Wissenschaftler aus Deutschland und den USA haben untersucht, ob ausgediente Batterien von Elektroautos sofort dem Recycling zugeführt werden sollten. Im Sinne einer möglichst günstigen CO2-Bilanz lautet die Antwort: besser nicht.
Batterien für Elektroautos, die mit einem möglichst hohen Anteil an Recycling-Material hergestellt werden, verursachen weniger Treibhausgas-Emissionen als solche, bei denen die kritischen Rohstoffe vollständig direkt aus der Mine kommen. Das leuchtet unmittelbar ein und ist obendrein auch schon wissenschaftlich untersucht worden. Ebenso einleuchtend und ebenfalls auch wissenschaftlich nachgewiesen ist, dass stationäre Batteriespeicher eine günstigere CO2-Bilanz haben, wenn die in ihnen verbauten Batteriezellen zuvor schon in einem Elektroauto eingesetzt worden sind. Einen systematischen Vergleich zur Kombination dieser der beiden Optionen gab es bislang allerdings noch nicht.
Dies hat nun ein Forschungsteam der Universität Münster, der Fraunhofer-Einrichtung Forschungsfertigung Batteriezelle (Münster) und des Lawrence Berkeley National Laboratory (Berkeley, US-Bundesstaat Kalifornien) durchgeführt. Die Alternative „Recycling oder Lebenszyklus-Verlängerung“ wurde hierfür am Beispiel des US-Bundesstaats Kalifornien untersucht – wobei es indes nicht um ein Entweder/Oder geht, weil nach der Zweitverwendung das Recycling ja immer noch möglich ist. Und dass Batteriezellen, die bereits den Antrieb eines Autos versorgt haben, danach noch gut in einem stationären Speicher Verwendung finden können, ist lange bekannt. In der Gesamtbetrachtung ist aber auch die Frage der Stoffströme wichtig, konkret: Bleibt genug Recycling-Material für die Autoindustrie übrig, wenn Batterien zunächst noch einmal in stationären Speichern genutzt werden.

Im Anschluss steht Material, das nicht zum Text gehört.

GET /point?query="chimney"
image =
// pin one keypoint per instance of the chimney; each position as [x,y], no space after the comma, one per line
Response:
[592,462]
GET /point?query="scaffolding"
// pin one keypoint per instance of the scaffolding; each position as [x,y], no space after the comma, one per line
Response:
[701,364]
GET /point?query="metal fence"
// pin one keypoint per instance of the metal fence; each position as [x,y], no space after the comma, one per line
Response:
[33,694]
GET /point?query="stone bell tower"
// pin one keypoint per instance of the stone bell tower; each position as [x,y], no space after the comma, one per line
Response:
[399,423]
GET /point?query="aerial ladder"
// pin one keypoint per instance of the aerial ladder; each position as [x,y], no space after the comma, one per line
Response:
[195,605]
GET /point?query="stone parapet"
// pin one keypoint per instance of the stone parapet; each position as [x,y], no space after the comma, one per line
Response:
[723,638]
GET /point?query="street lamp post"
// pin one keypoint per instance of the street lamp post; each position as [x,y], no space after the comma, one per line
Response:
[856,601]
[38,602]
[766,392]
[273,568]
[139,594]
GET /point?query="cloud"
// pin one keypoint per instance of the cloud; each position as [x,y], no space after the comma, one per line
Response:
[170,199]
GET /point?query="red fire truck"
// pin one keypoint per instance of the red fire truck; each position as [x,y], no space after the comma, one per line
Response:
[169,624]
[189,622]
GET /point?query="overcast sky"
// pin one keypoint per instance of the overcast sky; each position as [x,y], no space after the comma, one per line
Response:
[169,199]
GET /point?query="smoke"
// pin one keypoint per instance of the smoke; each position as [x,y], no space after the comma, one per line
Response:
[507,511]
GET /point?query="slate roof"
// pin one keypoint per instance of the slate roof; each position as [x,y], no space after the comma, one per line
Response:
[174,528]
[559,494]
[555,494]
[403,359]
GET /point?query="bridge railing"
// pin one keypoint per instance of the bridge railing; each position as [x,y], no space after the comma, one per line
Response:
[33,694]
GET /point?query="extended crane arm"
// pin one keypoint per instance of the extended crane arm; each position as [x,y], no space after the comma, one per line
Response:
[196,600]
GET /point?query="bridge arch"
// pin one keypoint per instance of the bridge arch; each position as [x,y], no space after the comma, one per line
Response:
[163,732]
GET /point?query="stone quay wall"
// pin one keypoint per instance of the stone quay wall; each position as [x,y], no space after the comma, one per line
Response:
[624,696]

Bei seinen Berechnungen verglich das Team auf Basis verschiedener Parameter wie Emissionen, Effizienz von Recyclingprozessen, Verkaufszahlen und Lebensdauer von Batterien drei Szenarien. Das „Basisszenario“ beruht auf realen, aktuellen Zahlen: 2,5 Prozent der Altbatterien aus Elektrofahrzeugen werden derzeit als stationäre Energiespeicher weitergenutzt, das Gros wird sofort recycelt. Im „Recycling-Szenario“ wird angenommen, dass sämtliche Altbatterien aus Elektrofahrzeugen ohne vorherige Zweitnutzung ins Recycling gehen. Im „Zweitnutzungs-Szenario“ hingegen werden die Altbatterien für die Zweitnutzung priorisiert, bis der Bedarf für stationäre Speichersysteme vollständig aus dieser Quelle gedeckt ist. Die verbleibenden Altbatterien werden recycelt.
Die Modellrechnungen ergeben ein klares Bild: In Kalifornien ließen sich bis 2050 rund 61 Prozent des Batterie-Bedarfs der Autohersteller decken, wenn alle Altbatterien aus Elektrofahrzeugen ohne Zweitnutzung direkt recycelt würden. Auf diese Weise könnten rund 48 Millionen Tonnen CO2-Ausstoß vermieden werden. Wird hingegen die Zweitnutzung priorisiert, ließen sich 56 Millionen Tonnen CO2-einsparung erreichen. Dies wäre ohne Versorgungsengpässe möglich, weil die Menge an gebrauchten Elektroauto-Batterien um ein Vielfaches höher liegt als der Bedarf für stationäre Speicher. „Allein die Nutzung aller Lithium-Eisenphosphat-Batterien, die für den Einsatz in stationären Energiespeichern gut geeignet sind, kann den Bedarf an stationären Energiespeichern bis 2050 decken“, heißt es in einer Mitteilung der Universität Münster. Das bedeutet auch, dass parallel zur Zweitverwendung auch schnell mit dem Aufbau eines Recycling-Systems begonnen werden muss, um all das aufzufangen, was sich nicht in stationären Speichern Verwendung findet.
Das Forschungsteam sieht seine Ergebnisse auch als Beleg für die Notwendigkeit, Lieferketten, Produktion, Recycling und Zweitnutzung im Batteriesektor systematisch zu planen: „Länder, die es schaffen, frühzeitig das gesamte System regional aufzubauen und langfristig die Infrastruktur am zukünftigen Bedarf an Batteriematerialien ausrichten, sind besser positioniert, um die Vorteile der Kreislaufwirtschaft für Elektrofahrzeugbatterien zu realisieren“.